His actions are highly irregular and reflect poor journalism… and he should be held accountable for them.

Susan Puretz


Change the way history is taught

An open letter to the history teachers in our schools:

During the recent unpleasantness a lot of public attention has been brought to both the terms “historic” and “preservation.”

In this, one recurring statement has been “that is not historic.”

In our local Historic Preservation Commission and Historic Review Board something is historic if it is part of the story of our community’s past.

Here in Saugerties we have over 200 years of documentation centered on the built environment; that is to say, our houses, mills and our transportation systems on both the water and the land.
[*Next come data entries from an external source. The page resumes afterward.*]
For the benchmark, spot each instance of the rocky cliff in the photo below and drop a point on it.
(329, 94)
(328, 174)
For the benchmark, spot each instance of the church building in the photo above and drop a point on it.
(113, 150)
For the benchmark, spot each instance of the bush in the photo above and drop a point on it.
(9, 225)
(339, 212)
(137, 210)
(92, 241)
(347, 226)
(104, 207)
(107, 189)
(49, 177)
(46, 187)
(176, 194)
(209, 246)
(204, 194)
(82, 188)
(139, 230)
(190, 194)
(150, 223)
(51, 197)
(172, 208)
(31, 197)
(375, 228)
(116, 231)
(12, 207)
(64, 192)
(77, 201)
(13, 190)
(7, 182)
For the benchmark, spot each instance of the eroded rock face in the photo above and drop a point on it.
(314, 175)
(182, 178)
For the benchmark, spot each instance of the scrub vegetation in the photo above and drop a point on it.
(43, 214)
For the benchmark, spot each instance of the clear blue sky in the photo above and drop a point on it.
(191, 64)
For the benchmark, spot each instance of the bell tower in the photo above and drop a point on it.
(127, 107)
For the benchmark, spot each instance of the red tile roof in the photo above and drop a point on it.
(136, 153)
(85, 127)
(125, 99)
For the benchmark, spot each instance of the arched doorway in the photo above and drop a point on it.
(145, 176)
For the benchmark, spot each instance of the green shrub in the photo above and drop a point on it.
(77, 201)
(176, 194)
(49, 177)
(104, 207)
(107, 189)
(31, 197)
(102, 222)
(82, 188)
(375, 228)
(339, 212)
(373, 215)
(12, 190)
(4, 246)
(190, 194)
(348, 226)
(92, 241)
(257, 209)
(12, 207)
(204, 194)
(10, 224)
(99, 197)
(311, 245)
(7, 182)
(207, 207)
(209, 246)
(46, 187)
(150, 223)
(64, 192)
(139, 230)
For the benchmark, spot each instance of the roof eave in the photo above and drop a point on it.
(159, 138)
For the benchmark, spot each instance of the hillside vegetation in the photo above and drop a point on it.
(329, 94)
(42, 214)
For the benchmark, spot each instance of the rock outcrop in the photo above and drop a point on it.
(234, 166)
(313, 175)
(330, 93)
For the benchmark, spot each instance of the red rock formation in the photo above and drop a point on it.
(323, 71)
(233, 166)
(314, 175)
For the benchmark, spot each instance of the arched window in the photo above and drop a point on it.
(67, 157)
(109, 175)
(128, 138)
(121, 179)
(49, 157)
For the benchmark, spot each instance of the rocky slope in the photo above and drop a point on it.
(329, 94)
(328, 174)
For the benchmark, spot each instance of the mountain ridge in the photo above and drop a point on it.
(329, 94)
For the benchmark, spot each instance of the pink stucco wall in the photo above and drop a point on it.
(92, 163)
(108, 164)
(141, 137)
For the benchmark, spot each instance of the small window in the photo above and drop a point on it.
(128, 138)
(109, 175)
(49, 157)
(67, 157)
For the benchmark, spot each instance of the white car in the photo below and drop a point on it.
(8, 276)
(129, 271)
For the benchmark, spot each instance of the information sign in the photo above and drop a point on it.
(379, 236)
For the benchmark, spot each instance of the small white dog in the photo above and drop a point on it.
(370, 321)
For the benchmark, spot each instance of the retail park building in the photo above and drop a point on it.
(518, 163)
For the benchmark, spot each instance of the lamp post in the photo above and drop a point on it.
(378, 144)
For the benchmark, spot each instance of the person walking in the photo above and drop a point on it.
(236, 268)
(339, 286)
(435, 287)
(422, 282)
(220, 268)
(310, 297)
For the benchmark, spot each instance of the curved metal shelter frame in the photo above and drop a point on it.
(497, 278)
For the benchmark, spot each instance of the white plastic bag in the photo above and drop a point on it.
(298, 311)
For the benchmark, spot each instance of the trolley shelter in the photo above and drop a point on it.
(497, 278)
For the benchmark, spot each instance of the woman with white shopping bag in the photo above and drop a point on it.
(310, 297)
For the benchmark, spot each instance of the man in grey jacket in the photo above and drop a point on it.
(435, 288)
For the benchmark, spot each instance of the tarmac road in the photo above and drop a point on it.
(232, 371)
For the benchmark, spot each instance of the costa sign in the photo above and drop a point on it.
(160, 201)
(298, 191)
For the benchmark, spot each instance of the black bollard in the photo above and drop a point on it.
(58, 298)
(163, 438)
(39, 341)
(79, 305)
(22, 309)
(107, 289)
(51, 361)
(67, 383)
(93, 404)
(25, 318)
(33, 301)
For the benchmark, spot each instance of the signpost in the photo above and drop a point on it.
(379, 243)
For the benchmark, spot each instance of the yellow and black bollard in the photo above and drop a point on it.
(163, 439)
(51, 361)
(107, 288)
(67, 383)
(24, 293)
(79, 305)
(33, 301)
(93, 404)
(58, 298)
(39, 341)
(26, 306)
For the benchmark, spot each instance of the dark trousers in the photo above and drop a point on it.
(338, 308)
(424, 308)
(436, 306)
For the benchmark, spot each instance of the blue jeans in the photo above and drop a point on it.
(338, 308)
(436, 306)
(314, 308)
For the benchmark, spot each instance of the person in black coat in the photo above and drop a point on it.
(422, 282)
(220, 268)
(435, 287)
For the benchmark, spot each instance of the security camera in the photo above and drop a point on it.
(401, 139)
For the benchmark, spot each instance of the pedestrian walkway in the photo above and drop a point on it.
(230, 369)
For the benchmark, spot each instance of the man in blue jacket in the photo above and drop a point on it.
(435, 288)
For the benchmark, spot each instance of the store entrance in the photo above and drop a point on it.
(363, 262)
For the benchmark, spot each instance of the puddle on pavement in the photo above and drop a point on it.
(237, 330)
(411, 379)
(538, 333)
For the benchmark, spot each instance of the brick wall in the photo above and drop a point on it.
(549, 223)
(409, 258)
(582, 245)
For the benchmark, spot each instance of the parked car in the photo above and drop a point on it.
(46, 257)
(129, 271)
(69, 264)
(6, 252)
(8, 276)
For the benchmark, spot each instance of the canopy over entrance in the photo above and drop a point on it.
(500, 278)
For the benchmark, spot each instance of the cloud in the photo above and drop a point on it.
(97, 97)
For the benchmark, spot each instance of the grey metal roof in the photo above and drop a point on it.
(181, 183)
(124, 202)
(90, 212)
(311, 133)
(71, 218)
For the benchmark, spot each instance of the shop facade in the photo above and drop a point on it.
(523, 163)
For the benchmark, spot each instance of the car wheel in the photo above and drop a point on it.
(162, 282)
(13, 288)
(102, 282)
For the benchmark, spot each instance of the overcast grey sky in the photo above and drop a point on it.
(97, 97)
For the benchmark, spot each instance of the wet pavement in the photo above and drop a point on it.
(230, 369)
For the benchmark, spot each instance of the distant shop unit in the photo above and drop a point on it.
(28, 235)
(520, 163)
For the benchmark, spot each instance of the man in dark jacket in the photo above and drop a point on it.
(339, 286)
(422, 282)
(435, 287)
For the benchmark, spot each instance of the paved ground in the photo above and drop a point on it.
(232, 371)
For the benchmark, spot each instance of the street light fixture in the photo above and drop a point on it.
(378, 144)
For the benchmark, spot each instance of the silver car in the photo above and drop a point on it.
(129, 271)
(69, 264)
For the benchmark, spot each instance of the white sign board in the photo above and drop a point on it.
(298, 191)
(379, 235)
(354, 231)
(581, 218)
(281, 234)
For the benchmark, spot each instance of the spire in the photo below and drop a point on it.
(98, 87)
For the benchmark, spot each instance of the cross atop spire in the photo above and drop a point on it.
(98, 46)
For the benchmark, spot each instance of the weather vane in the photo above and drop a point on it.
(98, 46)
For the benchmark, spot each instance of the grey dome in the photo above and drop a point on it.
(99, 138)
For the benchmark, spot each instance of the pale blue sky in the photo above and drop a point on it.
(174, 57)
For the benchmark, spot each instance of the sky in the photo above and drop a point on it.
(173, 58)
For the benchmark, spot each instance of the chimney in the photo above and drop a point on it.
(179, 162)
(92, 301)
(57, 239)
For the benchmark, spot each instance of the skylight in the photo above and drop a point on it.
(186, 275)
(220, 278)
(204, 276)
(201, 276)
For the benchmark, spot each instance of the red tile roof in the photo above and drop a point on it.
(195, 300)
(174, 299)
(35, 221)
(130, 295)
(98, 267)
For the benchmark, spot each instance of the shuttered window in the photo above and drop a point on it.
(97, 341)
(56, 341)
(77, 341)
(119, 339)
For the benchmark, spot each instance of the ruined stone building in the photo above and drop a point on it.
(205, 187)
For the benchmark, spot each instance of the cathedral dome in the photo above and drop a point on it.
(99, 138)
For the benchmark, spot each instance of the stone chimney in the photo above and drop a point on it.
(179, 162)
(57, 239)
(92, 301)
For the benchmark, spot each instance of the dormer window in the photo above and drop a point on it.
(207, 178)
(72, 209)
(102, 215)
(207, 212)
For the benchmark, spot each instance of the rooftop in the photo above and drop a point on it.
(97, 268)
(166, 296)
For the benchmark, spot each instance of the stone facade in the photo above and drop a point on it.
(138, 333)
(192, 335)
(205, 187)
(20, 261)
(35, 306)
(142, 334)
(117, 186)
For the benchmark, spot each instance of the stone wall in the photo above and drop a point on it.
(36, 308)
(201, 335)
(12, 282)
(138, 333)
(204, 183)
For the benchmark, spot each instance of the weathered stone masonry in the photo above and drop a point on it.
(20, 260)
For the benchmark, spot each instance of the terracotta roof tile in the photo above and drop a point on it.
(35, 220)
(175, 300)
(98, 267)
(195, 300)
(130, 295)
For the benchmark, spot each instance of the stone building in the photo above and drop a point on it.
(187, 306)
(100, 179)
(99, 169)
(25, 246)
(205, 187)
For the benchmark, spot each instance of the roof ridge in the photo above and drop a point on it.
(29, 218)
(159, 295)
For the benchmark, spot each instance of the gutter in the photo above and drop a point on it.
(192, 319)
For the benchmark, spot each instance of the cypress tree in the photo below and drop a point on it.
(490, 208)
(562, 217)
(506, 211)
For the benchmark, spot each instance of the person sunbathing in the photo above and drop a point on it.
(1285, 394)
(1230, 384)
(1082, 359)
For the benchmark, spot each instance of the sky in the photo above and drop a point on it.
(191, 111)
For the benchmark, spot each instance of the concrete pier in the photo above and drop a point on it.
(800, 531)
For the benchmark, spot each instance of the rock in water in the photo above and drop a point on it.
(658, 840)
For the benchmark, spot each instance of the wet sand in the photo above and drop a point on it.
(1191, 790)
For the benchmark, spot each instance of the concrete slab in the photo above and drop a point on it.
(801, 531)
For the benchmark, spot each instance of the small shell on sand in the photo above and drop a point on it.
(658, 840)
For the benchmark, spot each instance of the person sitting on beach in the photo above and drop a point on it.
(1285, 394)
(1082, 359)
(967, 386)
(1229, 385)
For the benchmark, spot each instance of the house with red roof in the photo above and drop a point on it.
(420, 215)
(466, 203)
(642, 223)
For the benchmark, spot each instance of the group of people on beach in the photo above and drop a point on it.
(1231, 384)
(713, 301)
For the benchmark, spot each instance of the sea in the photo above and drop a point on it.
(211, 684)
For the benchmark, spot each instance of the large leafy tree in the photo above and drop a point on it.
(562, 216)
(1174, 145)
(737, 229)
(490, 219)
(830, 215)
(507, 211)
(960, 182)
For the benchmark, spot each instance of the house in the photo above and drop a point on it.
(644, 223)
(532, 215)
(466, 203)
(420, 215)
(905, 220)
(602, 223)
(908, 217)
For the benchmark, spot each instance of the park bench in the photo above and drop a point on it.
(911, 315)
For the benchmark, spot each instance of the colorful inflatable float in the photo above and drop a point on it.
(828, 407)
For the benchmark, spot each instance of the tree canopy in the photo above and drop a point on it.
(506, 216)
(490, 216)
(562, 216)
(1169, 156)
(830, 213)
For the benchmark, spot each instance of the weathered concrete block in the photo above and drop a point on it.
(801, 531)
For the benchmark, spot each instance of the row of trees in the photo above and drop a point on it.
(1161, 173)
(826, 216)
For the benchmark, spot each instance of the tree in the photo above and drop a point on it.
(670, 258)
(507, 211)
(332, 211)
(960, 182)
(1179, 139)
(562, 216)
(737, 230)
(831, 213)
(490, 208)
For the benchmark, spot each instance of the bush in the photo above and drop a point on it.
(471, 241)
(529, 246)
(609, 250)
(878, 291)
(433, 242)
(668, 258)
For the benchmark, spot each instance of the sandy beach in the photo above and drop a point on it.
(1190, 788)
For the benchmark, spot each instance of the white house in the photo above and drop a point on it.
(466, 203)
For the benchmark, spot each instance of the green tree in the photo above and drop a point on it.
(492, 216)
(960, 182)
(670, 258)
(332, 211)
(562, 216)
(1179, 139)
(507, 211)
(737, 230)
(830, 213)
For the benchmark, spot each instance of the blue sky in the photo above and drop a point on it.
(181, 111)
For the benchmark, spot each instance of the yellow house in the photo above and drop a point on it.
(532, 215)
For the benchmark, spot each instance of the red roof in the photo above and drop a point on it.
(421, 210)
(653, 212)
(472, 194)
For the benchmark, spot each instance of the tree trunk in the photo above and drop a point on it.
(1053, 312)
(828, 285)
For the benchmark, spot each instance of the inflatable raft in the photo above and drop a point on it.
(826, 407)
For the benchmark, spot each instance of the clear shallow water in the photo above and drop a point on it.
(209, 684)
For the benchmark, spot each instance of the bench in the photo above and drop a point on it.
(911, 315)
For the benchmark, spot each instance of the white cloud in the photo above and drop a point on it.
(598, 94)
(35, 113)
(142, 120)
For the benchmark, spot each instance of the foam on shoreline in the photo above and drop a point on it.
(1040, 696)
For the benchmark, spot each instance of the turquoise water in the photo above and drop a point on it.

These documents are in the form of maps and surveys and artworks and, beginning as early as the 1850s, photographs. There are records, diaries and newspaper stories that are equally as old. This documentation is so thorough that we often know who lived where and what their times were like where they lived and worked.

There is somehow a common understanding that history is about people, not artifacts. That is probably because this is the way history is taught in school. School tells us that history is about important people, not the house they lived in.

In local history the people we regard as important are those that we find in our own documentation of our past. They are the people that built mills and roads and schools and churches and stores and public works, the remnants of which tell the story of their time and our community’s heritage. What they built is the way we remember them.

Many justify being unresponsive to preservation by the belief that this local history is insignificant. They believe our past is not up to the standards of what they were taught in school. Why, it’s not even history!

In many places that may be true. But not here.

Saugerties has a much more illustrious past when compared to most other communities and our reminders of those that made that history, and the times they lived in, are more than worthy of preservation.

There is not one person that knows our history that is not for preservation. Those that have this knowledge all hope that in the future they will not be so much in the minority. For now their indignation is the only thing that stands between those that don’t know history and Saugerties becoming just like any other insignificant place. It is their willingness to fight for the preservation of the fabric of our history that should be recognized as a community asset and learned from, not the forces in education, government and commerce that disregard our local history for the sake of expedience.

I have been trying to connect and communicate on the importance of instilling this knowledge into the makeup of our future citizens for the past half decade and there’s been no interest. Respect for our heritage must begin in our education system and I am calling on the schools to do their duty.

Michael Sullivan Smith


Town ignores noise complaints

I heard my neighbor’s band played their music within the decibel limits of the proposed noise ordinance. Do you really think they played their music at that level when they blasted their music for over a year? When they played not only Monday night but two to three times a week with their garage door open most of the time? All the neighbors, Ferine and myself are not too sensitive and I wouldn’t call it pettiness when the neighbors suffered for a year, listening to their extremely loud music. Where was the meter then?

The Town Board refuses to pass a noise law so the people of the town will have to suffer needlessly when a neighbor makes excessive noise and it will happen over and over again because it is completely legal to make as much noise as you want any time of the day or night.

Board members change and in the future the town may have a noise ordinance like the village.